4.CLI运行. 收集是持续运行的程序,使用CLI模式,要注意,此时所使用的INI文件问题.
5.SSH连接异常. 有时,由于网络问题,导致SSH连接或验证失败, 延时重试即可.
6.日志截断与压缩. 通常,我们的运维会在每天的固定时间对日志进行截断和压缩, 这就有了两种类型的文件需要读取:压缩与未压缩的日志, 需要分别处理.
7.日志中的时间戳. 以秒为单位 的时间戳不足以区分请求, 我们增加$msec以毫秒计量, 同一毫秒内,同一IP来源,同一UA的可以认为是一个请求.
8.读取目录. 使用readdir即可读取SSH格式的远程目录, readdir("ssh2.sft://......"); 过滤掉不需要的文件后, 按文件创建时间排序,逐个处理.
9.读取压缩文件. 如果用file_get_contents会导致界面长期无响应, 我使用了fopen, fread 分步读取. 一次读取8K(再大也没有用了). 每读取一定次数后,输出一个进度显示.
10.压缩文件缓存. 读取成功后, 保存到缓存目录 , 以便备份以及下次使用. 如果程序出错或重新运行时, 先检查缓存目录, 如果有缓存文件,就不用从网络上读取了.

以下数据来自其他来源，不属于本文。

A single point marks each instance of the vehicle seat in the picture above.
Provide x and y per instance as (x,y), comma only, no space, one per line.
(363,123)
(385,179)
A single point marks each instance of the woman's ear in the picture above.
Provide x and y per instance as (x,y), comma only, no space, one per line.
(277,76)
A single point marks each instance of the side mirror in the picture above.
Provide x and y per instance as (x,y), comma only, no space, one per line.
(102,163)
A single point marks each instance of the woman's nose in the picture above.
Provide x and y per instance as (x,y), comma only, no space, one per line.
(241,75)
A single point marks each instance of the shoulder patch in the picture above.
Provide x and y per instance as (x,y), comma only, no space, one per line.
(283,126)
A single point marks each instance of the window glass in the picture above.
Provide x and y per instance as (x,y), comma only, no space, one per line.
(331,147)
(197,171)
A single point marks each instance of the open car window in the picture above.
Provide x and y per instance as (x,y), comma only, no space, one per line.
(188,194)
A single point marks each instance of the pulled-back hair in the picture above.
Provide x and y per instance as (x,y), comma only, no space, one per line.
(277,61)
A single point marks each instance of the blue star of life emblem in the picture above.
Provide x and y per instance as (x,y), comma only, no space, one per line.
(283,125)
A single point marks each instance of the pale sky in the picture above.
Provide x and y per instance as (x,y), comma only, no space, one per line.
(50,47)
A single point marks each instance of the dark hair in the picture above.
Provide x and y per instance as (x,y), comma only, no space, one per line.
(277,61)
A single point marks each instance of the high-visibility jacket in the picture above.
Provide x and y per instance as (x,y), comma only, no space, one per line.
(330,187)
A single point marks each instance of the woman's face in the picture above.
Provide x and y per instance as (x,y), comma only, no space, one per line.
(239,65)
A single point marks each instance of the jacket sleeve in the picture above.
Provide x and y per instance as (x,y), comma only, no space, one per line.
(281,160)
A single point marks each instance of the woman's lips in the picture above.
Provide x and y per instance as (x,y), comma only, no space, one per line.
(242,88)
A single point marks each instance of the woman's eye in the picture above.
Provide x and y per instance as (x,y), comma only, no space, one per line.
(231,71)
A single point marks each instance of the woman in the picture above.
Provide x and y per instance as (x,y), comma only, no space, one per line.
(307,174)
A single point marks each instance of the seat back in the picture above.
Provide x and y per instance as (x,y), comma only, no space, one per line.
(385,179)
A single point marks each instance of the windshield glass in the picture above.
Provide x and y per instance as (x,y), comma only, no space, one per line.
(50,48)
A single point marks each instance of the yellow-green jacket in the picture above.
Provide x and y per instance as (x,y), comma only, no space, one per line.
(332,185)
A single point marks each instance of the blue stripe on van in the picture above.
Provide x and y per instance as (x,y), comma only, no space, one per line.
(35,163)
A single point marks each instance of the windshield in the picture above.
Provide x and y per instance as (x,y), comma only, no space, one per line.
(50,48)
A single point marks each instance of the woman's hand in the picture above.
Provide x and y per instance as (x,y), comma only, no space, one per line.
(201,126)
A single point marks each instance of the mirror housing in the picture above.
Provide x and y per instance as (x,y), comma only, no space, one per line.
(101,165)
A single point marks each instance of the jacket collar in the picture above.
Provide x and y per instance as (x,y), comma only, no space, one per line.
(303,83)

11.解压缩. 使用gzdecode即可. 这会导致PHP内存需要暴增, 调整PHP.INI吧, 把内存限制扩大.
12.压缩日志处理完成记录. 处理完成一个压缩文件后, 在数据库中记录下来, 以后PHP程序运行后,就不用重复处理了.
13.未压缩日志处理. 未压缩的日志表明,此日志仍在增长中. 不需要缓存. 使用数据库记录,当前文件指针(使用ftell,fseek). 记录文件创建日期.
14.未压缩日志判断. 当文件日期与记录的日期不同时, 或文件小于记录中的文件大小, 说明 此文件被更新了, 需要重置文件指针.
否则可以直接定位(fseek),以继续从上次处理的位置进行.
15.日志行分解. 使用正则即可,根据空格及定界符进行区分. 也可使用logParser第三方类库来处理. 为节省内存开销.可使用Iterator 协程模式, 逐行返回.
16.日志判重. 事先读取每个服务器的最后 日志时间戳(毫秒)以及IP,UA.
17.日志保存. 我是使用了MYSQL来保存日志. 每一行日志执行一次MYSQL会极大浪费运行时间, 可以累积4000行再一次性插入.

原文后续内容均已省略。